Et sortant bien vite sa trousse de sa poche, il s’agenouilla près du cadavre.

Ce suicide paraissait contrarier vivement et même affecter M. Lecoq. Au moment où tout allait comme sur des roulettes, voilà que son principal témoin, celui qu’il avait arrêté au péril de ses jours, lui échappait.

Le père Plantat au contraire semblait presque satisfait, comme si cette mort eût servi certains projets dont il n’avait pas parlé encore et répondu à de secrètes espérances. Peu importait, d’ailleurs, s’il ne s’agissait que de combattre les opinions de M. Domini et de lui fournir les éléments d’une conviction nouvelle. Ce cadavre avait une bien autre éloquence que le plus explicite des aveux.

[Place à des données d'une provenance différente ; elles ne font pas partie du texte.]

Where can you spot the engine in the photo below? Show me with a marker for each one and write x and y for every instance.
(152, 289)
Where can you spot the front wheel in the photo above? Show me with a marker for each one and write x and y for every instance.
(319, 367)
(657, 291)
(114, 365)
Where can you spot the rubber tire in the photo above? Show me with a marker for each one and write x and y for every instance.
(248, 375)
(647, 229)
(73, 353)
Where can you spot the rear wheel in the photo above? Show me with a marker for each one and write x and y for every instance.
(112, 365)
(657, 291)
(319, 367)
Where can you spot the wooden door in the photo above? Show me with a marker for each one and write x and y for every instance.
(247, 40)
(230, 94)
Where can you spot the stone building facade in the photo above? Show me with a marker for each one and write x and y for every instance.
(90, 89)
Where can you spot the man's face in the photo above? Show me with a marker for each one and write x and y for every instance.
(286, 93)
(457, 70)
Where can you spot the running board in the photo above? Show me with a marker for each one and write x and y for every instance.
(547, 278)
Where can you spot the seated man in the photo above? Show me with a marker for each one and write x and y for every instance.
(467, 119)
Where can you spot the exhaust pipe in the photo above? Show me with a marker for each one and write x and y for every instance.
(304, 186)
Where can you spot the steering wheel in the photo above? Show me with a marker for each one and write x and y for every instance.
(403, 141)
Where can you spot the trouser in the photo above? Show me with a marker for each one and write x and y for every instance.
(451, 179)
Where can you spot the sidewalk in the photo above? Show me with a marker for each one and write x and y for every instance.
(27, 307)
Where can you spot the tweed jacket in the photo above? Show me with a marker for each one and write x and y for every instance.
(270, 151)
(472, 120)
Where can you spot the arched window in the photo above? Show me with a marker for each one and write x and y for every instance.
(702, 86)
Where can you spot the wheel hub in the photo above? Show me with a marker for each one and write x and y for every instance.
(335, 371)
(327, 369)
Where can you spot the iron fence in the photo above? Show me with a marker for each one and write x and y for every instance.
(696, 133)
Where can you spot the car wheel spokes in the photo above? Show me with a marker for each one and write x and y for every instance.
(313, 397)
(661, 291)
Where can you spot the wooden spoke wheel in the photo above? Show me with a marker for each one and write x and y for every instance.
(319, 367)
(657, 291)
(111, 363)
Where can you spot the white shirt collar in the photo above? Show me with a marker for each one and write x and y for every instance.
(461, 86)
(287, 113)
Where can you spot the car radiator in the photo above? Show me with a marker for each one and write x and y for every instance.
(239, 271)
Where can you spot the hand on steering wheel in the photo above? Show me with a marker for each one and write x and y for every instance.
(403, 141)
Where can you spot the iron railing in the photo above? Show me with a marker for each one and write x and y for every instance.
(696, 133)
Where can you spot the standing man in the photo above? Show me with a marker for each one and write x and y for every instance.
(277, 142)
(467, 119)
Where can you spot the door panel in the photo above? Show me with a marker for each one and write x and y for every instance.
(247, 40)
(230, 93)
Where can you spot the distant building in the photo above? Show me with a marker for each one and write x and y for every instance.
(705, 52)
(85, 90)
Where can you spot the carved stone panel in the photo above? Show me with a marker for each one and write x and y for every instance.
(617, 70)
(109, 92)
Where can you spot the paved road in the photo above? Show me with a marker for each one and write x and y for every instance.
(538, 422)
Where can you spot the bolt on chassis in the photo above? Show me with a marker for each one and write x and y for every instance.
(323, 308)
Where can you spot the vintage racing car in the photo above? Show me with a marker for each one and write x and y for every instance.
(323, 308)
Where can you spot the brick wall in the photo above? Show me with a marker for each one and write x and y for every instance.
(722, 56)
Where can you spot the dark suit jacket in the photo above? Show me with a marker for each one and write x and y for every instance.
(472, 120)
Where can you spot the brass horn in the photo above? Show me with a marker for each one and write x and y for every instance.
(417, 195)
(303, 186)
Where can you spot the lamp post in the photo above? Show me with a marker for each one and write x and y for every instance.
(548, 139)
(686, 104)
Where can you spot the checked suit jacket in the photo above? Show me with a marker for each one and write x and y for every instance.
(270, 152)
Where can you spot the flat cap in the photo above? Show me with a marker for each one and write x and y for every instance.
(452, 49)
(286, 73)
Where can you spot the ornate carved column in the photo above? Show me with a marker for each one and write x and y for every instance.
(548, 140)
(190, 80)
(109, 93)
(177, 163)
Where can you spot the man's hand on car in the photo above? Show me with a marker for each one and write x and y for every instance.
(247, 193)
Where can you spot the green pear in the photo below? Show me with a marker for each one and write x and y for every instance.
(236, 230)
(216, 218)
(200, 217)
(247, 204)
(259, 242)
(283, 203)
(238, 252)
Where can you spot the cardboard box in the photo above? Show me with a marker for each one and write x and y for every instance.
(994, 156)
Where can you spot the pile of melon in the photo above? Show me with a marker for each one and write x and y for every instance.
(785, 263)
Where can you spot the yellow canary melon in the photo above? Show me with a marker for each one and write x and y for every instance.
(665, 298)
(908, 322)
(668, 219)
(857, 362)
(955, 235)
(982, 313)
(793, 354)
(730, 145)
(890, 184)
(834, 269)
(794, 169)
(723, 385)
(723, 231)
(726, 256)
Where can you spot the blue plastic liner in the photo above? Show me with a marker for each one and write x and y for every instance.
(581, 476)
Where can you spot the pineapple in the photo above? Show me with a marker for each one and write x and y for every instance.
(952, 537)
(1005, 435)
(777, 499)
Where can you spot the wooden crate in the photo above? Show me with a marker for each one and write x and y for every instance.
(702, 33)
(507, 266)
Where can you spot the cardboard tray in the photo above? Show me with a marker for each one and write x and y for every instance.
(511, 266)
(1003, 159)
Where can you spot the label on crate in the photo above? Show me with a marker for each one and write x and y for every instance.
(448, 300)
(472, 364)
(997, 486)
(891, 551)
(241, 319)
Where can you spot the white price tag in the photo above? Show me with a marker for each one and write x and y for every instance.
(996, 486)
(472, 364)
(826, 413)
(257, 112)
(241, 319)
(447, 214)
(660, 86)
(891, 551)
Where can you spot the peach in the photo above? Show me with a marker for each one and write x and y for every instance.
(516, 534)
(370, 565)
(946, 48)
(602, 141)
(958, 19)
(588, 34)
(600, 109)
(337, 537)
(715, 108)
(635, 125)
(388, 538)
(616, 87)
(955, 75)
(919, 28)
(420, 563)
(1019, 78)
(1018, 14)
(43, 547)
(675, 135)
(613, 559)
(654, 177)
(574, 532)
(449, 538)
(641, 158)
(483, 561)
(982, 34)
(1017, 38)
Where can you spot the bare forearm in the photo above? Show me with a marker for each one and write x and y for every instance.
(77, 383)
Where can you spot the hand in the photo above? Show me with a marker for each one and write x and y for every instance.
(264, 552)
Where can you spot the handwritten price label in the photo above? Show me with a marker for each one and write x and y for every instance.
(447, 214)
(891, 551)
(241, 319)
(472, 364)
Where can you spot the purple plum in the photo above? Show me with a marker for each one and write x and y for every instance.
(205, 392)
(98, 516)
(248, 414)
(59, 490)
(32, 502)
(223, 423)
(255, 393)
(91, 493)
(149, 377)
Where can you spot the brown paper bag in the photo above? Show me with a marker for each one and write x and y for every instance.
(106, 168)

Le docteur venait de se relever; il reconnaissait l’inutilité de ses soins.

Vainement il s’était livré à toutes les manœuvres qu’indique l’expérience en matière de strangulation. Il avait, sans succès, pratiqué l’ouverture de la jugulaire.

– C’est bien fini, dit-il; la pression a porté particulièrement entre l’os hyoïde et le cartilage thyroïde: l’asphyxie a dû être complète en très peu d’instants.

Le corps du rebouteux était alors étendu à terre, sur le tapis de la bibliothèque.

– Il n’y a plus qu’à le faire reporter chez lui, dit le père Plantat; nous l’y accompagnerons pour mettre les scellés sur tous ses meubles, qui pourraient bien contenir des papiers importants.

Et se retournant vers son domestique:

– Cours, lui dit-il, jusqu’à la mairie, demander un brancard et deux hommes de bonne volonté.

La présence du docteur Gendron n’était plus nécessaire; il promit au père Plantat qu’il le rejoindrait, et sortit pour aller s’informer de l’état de M. Courtois.

Cependant, Louis n’avait pas tardé à reparaître, suivi non pas d’un homme de bonne volonté, mais de dix. On plaça sur le brancard le corps de Robelot et le funèbre cortège se mit en route.